El 259, que será reprimido con prisión de uno a seis años quien ejecute algún “acto que ponga en peligro la seguridad (…) o de otros medios de transporte terrestre”.

En el 280 se promulgó que será reprimido con seis meses a cuatro años de prisión quien instigue “a otro a cometer un delito determinado que afecte la tranquilidad pública” sin que siquiera sea necesario que el hecho se produzca.

El 304 fija prisión de 1 a 4 años para los que se alcen “públicamente en número de diez o más para impedir la ejecución de leyes”.

El 311 castiga con de un mes a tres años de cárcel al que emplee intimidación o fuerza contra un funcionario para imponerle la ejecución u omisión de un acto propio de sus funciones.

El 395, inciso primero, multa con de 5 a 30 días al que, en cualquier forma, cause “alboroto que perturbe la tranquilidad de las personas” y, en el inciso tercero, con la misma pena al que “en lugar público o de acceso al público” promueva el desorden o participe en él cuando el hecho no tenga señalada una sanción más grave.

El 400, en el título de molestias a transeúntes o conductores, dispone que será sancionado con de 5 a 30 días de multa quien "obstruya o, en alguna forma, dificulte el tránsito en las vías públicas o sus aceras, con materiales, escombros u objetos, o las cruce con vehículos o vigas”.

Transcribí todos los textos legales que permiten la sanción a quienes en los últimos días han realizado bloqueos.

Los artículos 22, 25 y 28 del mismo código instaura lo que se conoce como derecho de legítima defensa y cumplimiento de la ley.

En cuanto al derecho de defensa, siempre se alega la proporcionalidad que debe existir entre el medio de defensa y el medio del ataque.

La justificación fundamental para todo medio de defensa es que esté en peligro la vida o la integridad física del que lo use.

En los hechos que comento quedó demostrada la utilización de bombas molotov, machetes y otras armas blancas.

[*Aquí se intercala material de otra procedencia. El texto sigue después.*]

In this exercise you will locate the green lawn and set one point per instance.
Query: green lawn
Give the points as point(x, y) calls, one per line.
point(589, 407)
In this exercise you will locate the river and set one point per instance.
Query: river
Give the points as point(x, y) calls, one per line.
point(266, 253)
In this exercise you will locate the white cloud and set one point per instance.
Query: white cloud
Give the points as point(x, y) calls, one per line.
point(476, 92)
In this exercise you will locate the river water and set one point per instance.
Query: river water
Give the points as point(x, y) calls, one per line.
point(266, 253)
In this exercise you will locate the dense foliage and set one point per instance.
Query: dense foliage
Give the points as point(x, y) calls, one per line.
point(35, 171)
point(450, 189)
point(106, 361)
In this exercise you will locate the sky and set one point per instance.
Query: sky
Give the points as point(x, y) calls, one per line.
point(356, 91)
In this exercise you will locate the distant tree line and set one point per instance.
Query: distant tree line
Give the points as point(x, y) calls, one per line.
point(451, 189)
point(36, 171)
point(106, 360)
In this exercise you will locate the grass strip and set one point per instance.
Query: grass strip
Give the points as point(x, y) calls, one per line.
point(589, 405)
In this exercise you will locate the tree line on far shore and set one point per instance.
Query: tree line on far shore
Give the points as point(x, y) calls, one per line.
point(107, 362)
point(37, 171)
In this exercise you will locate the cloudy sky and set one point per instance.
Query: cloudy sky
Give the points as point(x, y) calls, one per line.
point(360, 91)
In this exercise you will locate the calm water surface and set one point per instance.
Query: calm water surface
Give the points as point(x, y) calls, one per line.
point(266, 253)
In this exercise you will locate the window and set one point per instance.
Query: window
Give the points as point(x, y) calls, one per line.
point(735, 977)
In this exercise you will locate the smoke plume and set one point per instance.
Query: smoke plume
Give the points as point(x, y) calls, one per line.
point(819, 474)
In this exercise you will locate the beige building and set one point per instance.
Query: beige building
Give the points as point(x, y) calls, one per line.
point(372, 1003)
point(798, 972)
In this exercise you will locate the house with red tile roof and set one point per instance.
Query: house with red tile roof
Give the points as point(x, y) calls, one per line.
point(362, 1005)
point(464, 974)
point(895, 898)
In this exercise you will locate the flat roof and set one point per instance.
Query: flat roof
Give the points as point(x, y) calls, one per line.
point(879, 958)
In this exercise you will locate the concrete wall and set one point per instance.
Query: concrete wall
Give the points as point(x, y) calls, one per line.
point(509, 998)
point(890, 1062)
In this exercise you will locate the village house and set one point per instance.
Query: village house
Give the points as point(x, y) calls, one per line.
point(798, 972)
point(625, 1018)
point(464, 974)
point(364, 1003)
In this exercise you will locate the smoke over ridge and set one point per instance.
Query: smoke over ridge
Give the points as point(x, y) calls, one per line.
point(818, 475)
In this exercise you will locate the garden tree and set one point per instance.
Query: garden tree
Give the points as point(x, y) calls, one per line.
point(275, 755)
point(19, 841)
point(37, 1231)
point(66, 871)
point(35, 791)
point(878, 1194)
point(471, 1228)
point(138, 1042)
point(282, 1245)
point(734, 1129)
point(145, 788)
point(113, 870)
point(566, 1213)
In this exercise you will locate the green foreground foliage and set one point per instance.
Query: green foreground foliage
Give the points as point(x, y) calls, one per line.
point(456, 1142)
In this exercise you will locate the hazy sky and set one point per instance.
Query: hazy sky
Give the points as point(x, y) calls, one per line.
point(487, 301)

Contra esos medios de agresión, la Fuerza Pública pudo haber usado otro tipo de defensa, pero si la prudencia y moderación de los oficiales evitó que así fuera, solo nos queda hacerles un público reconocimiento por ello.

Sin embargo, debo criticar con toda vehemencia a quienes acusan a la Fuerza Pública de haber cometido excesos. Todo lo contrario. Basta con ver la cantidad de policías heridos en relación con los delincuentes manifestantes lesionados.

La Ley General de Policía, en el artículo 8, inciso d, faculta a las fuerzas policiales para asegurar la vigilancia y el mantenimiento del orden público.

En razón de lo anterior, la Fuerza Pública no tiene más remedio que cumplir con su deber cueste lo que cueste, y para ello debe entenderse con toda claridad que en el cumplimiento de ese deber puede hacer uso de la legitima defensa si es agredida.

Es muy encomiable la actitud del gobierno de estar siempre abierto al diálogo, pero cuando se violan derechos constitucionales debe actuarse de inmediato y después negociar todo lo que se quiera. Si se hubiera hecho así, se habrían evitado grandes daños económicos y sociales.

El autor es exministro de Seguridad.